Le débat sur la renonciation de délit civil (waiver of tort) demeure entier
L’affaire Andersen constitue aussi le premier recours collectif au mérite qui comprenait une réclamation fondée sur la renonciation de délit civil, aux termes de laquelle un demandeur renonce à son droit aux dommages-intérêts en matière de responsabilité délictuelle et réclame plutôt une récupération des gains du défendeur résultant des actes fautifs allégués. Comme l’a souligné la juge Lax, d’énormes attentes pesaient sur sa décision, puisqu’on espérait qu’elle mettrait fin à un débat continu sur la question suivante : dans le cadre d’une renonciation de délit civil, les demandeurs ou les membres du groupe ont-ils à prouver qu’ils ont subi un préjudice? Toutefois, compte tenu de la décision de la juge Lax selon laquelle St. Jude n’avait pas commis d’acte fautif, les demandeurs n’ont pas pu présenter de réclamation fondée sur la renonciation de délit civil, indépendamment du fait qu’ils aient été obligés ou non de prouver qu’ils avaient subi des préjudices. Par conséquent, la juge Lax a refusé d’engager le débat, puisqu’une telle analyse aurait été dépourvue de portée pratique. La juge Lax a plutôt présenté des observations sur le moment opportun de clore le débat sur la renonciation de délit civil et à l’égard du forum approprié pour le faire. La juge Lax a fait savoir qu’avec égards, elle ne partageait pas les conclusions des affaires précédentes (y compris celles rendues par le tribunal d’appel) selon lesquelles un dossier complet concernant les faits était nécessaire pour résoudre les questions de renonciation de délit civil. La juge Lax a déclaré que, selon les enseignements qu’elle tire du procès Andersen, la résolution du débat sur la renonciation de délit civil [traduction] « ne dépend pas d’un procès reposant sur un dossier complet concernant les faits et que la question pourrait être tranchée sans aucune preuve ».

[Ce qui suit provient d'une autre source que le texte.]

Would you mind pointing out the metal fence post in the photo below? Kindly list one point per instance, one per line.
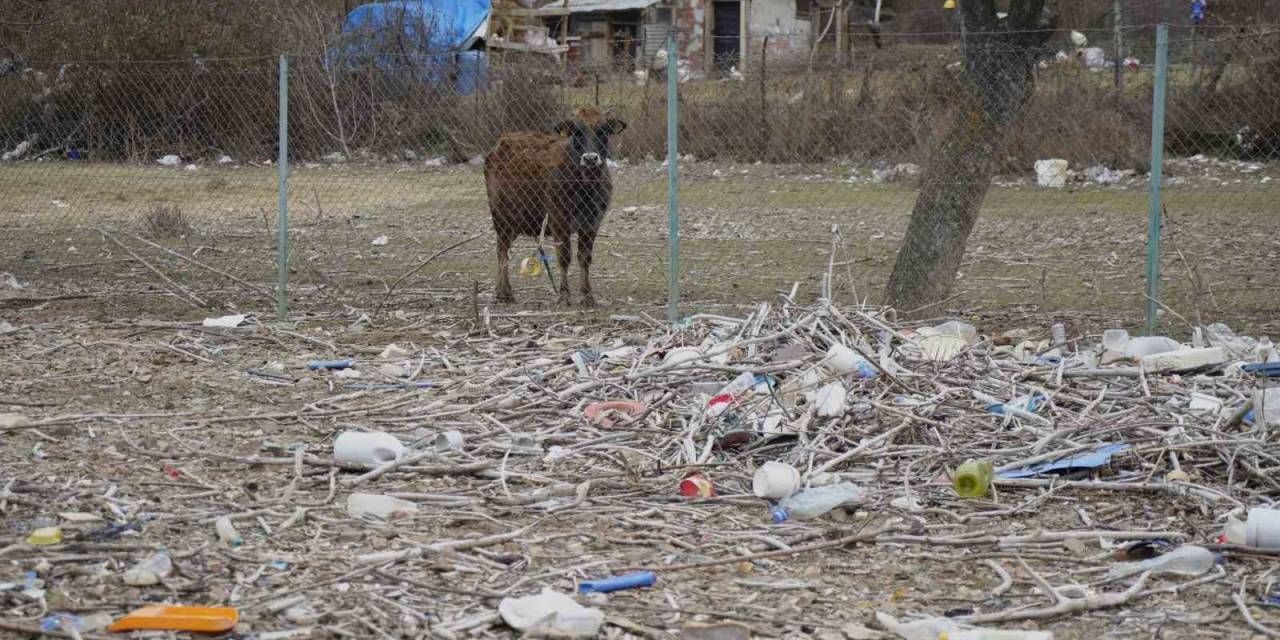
(1157, 173)
(672, 176)
(282, 214)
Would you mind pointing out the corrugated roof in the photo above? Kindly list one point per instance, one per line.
(595, 7)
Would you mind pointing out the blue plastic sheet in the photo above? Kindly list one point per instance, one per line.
(1079, 462)
(435, 39)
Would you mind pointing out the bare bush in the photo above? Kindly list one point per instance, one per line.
(167, 223)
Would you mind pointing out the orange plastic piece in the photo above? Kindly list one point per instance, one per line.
(208, 620)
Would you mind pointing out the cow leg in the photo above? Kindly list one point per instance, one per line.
(503, 293)
(585, 246)
(563, 256)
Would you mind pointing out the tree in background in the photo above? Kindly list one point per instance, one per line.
(1000, 56)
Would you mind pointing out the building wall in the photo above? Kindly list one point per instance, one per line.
(775, 18)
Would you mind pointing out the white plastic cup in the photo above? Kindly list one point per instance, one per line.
(448, 440)
(1262, 530)
(776, 480)
(366, 448)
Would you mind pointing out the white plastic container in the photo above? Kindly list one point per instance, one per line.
(1051, 173)
(448, 440)
(378, 506)
(1262, 529)
(366, 448)
(775, 480)
(1266, 406)
(150, 571)
(227, 531)
(812, 503)
(1184, 561)
(845, 361)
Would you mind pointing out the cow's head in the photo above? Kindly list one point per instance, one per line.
(589, 132)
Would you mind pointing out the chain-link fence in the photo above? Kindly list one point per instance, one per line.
(156, 181)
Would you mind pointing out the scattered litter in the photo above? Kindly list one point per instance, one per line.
(205, 620)
(225, 321)
(45, 536)
(318, 365)
(378, 506)
(973, 479)
(1079, 462)
(366, 448)
(1051, 173)
(1188, 561)
(617, 583)
(551, 613)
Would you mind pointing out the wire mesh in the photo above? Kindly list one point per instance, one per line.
(798, 158)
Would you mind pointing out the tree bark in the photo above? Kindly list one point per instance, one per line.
(999, 77)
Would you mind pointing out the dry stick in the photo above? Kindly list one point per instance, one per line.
(195, 301)
(1064, 606)
(1248, 617)
(197, 263)
(419, 268)
(781, 553)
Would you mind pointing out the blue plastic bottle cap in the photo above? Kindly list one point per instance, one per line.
(778, 515)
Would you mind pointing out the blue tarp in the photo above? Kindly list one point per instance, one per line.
(440, 39)
(1079, 462)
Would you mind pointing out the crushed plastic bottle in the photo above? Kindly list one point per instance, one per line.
(1184, 561)
(150, 571)
(227, 533)
(973, 479)
(812, 503)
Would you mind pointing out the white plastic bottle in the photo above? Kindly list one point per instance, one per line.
(227, 531)
(812, 503)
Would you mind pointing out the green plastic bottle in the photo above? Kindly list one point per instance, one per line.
(973, 479)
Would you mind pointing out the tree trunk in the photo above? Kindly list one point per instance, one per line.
(999, 68)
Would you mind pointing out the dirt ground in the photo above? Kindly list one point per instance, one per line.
(146, 426)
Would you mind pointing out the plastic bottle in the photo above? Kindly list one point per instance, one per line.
(973, 479)
(745, 380)
(1183, 561)
(1266, 351)
(227, 531)
(812, 503)
(150, 571)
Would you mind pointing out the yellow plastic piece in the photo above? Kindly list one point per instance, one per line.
(205, 620)
(45, 536)
(531, 266)
(973, 479)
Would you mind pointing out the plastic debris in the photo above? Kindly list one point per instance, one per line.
(617, 583)
(551, 613)
(378, 506)
(205, 620)
(1078, 462)
(224, 321)
(1188, 561)
(45, 536)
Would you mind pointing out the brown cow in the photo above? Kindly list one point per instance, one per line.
(560, 178)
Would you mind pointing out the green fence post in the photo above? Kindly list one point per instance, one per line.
(1157, 174)
(282, 214)
(672, 177)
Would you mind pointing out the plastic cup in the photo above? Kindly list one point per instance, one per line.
(696, 485)
(366, 448)
(448, 440)
(1262, 530)
(776, 480)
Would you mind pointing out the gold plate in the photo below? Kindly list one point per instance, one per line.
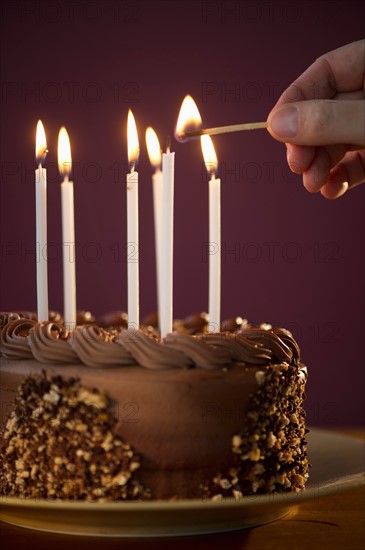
(337, 465)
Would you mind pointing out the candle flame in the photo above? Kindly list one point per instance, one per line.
(189, 118)
(40, 143)
(153, 148)
(64, 153)
(210, 157)
(132, 138)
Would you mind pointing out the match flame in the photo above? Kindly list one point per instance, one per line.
(64, 153)
(189, 118)
(40, 143)
(153, 148)
(210, 157)
(132, 138)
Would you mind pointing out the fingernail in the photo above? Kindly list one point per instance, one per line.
(342, 190)
(284, 123)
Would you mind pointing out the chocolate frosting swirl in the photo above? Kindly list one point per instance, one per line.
(280, 351)
(14, 339)
(49, 343)
(97, 347)
(200, 353)
(150, 353)
(7, 317)
(94, 346)
(240, 349)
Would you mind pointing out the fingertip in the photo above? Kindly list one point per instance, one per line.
(334, 190)
(282, 122)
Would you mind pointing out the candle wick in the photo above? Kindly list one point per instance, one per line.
(168, 144)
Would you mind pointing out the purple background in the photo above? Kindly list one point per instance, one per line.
(289, 257)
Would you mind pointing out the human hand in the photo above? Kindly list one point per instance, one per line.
(321, 118)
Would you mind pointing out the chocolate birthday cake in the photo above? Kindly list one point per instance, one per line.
(108, 413)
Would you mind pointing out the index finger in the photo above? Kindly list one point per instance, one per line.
(341, 70)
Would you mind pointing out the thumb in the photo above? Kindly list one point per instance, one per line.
(319, 122)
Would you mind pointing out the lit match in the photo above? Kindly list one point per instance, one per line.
(189, 123)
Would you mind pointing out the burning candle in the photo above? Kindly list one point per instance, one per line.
(41, 224)
(211, 164)
(132, 224)
(154, 153)
(166, 317)
(68, 230)
(189, 118)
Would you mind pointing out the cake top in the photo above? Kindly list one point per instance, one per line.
(109, 343)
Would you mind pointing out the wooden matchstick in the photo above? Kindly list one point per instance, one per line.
(221, 130)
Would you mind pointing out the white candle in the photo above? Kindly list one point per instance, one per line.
(154, 153)
(41, 224)
(68, 231)
(210, 160)
(132, 224)
(168, 162)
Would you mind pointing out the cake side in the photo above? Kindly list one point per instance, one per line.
(203, 416)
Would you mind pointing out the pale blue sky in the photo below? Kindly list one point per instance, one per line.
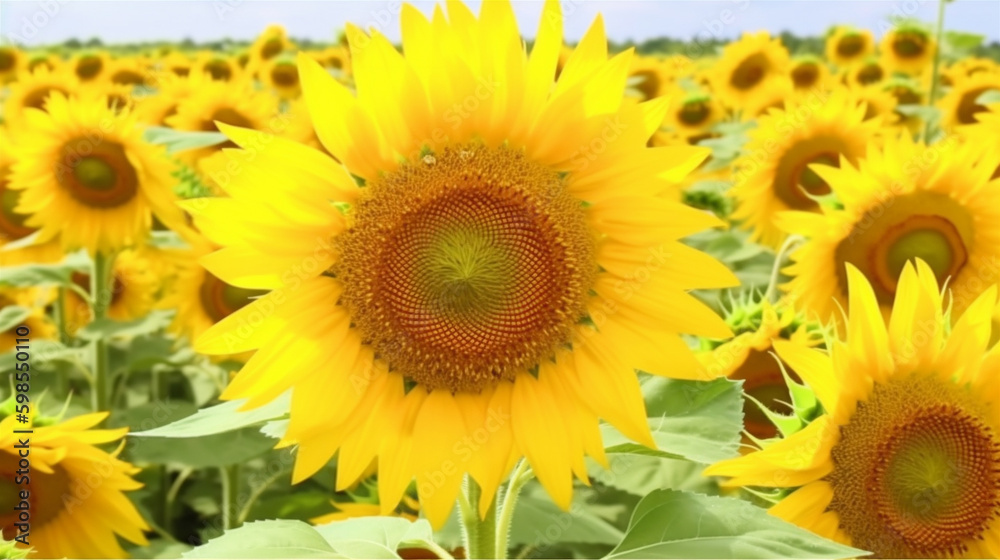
(117, 21)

Nonobstant le fait que l’affaire Andersen n’a pas permis de clore le débat sur la renonciation de délit civil, la décision rendue dans cette affaire est importante eu égard à l’avancement de la jurisprudence canadienne en matière de recours collectifs. Elle servira de repère quant à la conduite des recours collectifs en responsabilité du fait du produit et, à ce titre, elle aura, sans aucun doute, une incidence sur la façon dont ces affaires seront encadrées et débattues, au moment de la certification.
Notes
1 À l’exclusion de la décision de première instance dans l’affaire Denis v Bertrand & Frère Construction Co., [2008] O.J. No. 1284, puisqu’il s’agissait d’un recours collectif en responsabilité du fait du produit certifié uniquement sur la question des dommages-intérêts, les parties s’étant entendues d’avance sur la question de la responsabilité.
2 Snell v Farrell, [1990] 2 SCR 311; Athey v Leonati, [1996] 3 SCR 458.